The Commonwealth also posits that limiting "party" in this way is sensible because in criminal matters the only two parties are the Commonwealth and the defendant, and the prosecuting attorney is independently protected from retaliation. See Brief for Commonwealth at 28 (citing 18 Pa.C.S. § 4953.1 ).
Our conclusion is also consistent with the common sense understanding of the limited nature of the 2000 statutory amendment as simply adding protections for parties in civil matters.
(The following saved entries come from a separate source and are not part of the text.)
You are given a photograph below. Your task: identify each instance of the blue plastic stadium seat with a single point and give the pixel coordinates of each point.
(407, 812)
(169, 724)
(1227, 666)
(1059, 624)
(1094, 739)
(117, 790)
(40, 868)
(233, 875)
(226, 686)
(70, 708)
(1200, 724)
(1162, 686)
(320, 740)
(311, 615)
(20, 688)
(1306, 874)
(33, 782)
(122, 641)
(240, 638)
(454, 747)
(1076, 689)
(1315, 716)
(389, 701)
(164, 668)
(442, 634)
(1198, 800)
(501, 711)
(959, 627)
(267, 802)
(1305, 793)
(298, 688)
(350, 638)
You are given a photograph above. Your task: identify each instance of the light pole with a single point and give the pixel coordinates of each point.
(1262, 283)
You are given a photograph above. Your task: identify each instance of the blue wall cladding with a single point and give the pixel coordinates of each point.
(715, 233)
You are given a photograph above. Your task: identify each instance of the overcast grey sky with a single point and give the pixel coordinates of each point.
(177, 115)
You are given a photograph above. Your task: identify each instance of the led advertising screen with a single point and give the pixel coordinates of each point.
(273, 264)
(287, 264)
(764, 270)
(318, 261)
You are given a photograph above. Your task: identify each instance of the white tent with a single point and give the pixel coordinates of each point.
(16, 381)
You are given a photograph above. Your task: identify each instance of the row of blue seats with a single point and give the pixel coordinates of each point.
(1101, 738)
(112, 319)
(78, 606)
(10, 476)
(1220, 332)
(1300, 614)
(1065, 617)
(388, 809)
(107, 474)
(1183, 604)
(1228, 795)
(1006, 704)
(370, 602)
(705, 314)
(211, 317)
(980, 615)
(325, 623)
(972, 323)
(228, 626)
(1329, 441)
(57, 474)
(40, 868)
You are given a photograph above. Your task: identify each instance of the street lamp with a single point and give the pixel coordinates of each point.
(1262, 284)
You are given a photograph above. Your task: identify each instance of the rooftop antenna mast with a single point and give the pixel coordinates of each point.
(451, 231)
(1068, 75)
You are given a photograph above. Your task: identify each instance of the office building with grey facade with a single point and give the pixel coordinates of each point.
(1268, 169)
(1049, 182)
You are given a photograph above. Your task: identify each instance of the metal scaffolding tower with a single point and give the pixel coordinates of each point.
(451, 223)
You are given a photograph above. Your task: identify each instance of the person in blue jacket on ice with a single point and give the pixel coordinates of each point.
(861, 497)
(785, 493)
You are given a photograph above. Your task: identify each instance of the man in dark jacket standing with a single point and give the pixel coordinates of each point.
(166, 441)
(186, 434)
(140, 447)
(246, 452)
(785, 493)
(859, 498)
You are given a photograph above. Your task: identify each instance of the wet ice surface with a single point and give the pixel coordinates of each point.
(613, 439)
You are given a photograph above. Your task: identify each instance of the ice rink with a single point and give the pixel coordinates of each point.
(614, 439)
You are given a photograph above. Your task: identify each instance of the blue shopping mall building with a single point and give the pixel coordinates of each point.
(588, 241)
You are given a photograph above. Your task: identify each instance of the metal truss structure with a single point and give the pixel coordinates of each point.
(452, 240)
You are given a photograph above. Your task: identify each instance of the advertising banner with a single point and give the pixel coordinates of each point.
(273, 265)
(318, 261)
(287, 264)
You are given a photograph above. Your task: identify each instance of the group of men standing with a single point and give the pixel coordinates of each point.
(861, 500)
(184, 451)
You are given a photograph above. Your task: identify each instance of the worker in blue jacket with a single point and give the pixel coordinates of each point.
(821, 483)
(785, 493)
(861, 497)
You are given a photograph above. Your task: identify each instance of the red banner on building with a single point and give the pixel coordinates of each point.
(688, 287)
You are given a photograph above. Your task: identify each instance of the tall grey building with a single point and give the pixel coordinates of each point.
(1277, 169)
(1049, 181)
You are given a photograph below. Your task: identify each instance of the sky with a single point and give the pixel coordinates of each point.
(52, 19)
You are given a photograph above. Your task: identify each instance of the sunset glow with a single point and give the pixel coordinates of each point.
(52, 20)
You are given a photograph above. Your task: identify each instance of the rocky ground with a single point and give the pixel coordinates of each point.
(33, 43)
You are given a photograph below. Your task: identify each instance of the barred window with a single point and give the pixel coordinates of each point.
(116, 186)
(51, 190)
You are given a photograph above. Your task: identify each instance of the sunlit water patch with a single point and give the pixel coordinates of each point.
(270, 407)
As demonstrated by the present case, witnesses in criminal matters are sometimes themselves victimized by persons unhappy with their cooperation with the authorities, and the statute in the pre-2000 timeframe protected those individuals from retaliation. It is counterintuitive to think the Legislature would have sought to eliminate such safeguards by adding text to the statute which protects civil parties. Accord Brief for Commonwealth at 28 ("It is illogical to interpret the addition of ‘or a party in a civil matter’ as signifying the [L]egislature's intent to decriminalize retaliation against witnesses and victims in criminal matters.").
Additionally, we disagree with Appellant to the degree he suggests that the failure to protect witnesses in civil matters renders our present interpretation unreasonable. As noted, the statute originally protected only witnesses and victims in criminal matters, and it was later revised to add protections for parties in civil matters. While the legislative body may, at some future time, see fit to extend protections to witnesses and victims in civil matters, it need not have done so as part of the 2000 revision. To the contrary, the Legislature is free to address social problems of statewide dimension incrementally. See Harrisburg Sch. Dist. v. Zogby , 574 Pa. 121, 140-41, 828 A.2d 1079, 1090-91 (2003) (citing Maurer v. Boardman , 336 Pa. 17, 27, 7 A.2d 466, 473 (1939) ).
Finally, Appellant cannot prevail by appealing to the rule of lenity. As explained, the definitions appearing in Section 4951 are to be applied throughout Subchapter 49(B) absent a clear contextual indication to the contrary, which does not exist here. That being the case, when Sections 4951 and 4953 are read together, there is insufficient ambiguity in the substantive statute criminalizing victim or witness retaliation to implicate strict construction against the government. In all events, the rule of lenity has its limits, as it "does not require that the words of a penal statute be given their narrowest possible meaning or that legislative intent be disregarded." Commonwealth v. Packer , 568 Pa. 481, 489, 798 A.2d 192, 196 (2002) (internal quotation marks and citation omitted). Accordingly, the judgment of the Superior Court is affirmed.
Justices Baer, Todd, Donohue, Dougherty, Wecht and Mundy join the opinion.